The Columbus and Lowndes County Historical Society will present a free program to the local community and to Pilgrimage visitors on Wednesday, April 9 at the Stephen D. Lee Home, 316 Seventh St. N. The event begins with a bring-your-own Brown Bag lunch at 11:30 a.m., with the program beginning at noon. Lee Home Docents will provide complimentary beverages and dessert.
“Terry Winschel, the recently retired historian at Vicksburg National Military Park, will present a fascinating program entitled ‘Stephen D. Lee and the Making of an American Shrine.'” said Eulalie Davis of the Historical Society. “He will trace the remarkable course of Lee’s life, focusing on his activities to memorialize his comrades in arms.”
A leader in the “New South” movement, Lee threw his considerable influence behind the efforts of Union veterans to establish a national military park at Vicksburg, comparable to those established previously by Congress at Chickamauga/Chattanooga, Antietam, Shiloh and Gettysburg. Although defeat at Vicksburg had sealed the doom of the Confederacy, Lee believed that the Southern soldiers who had fought so valiantly at Vicksburg deserved to be honored rather than shadowed by shame.
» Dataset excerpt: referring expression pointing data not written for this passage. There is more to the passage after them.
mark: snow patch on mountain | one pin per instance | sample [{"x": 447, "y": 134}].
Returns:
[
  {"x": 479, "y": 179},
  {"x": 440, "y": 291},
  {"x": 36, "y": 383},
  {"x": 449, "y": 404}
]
Winschel retired in 2012 following a 35-year-long career with the National Park Service during which he served at the Gettysburg, Fredericksburg, Valley Forge and Vicksburg National Military Parks. He has written 75 articles on the Civil War and is author of “Triumph & Defeat: The Vicksburg Campaign,” Vols. I and II; “Vicksburg is the Key: The Struggle for the Mississippi River”; “The Civil War Diary of a Common Soldier”; and “Vicksburg: Fall of the Confederate Gibraltar.”
Winschel is the recipient of numerous awards, the latest of which is the 2013 Carrington Williams Preservationist of the Year Award presented by the Civil War Preservation Trust.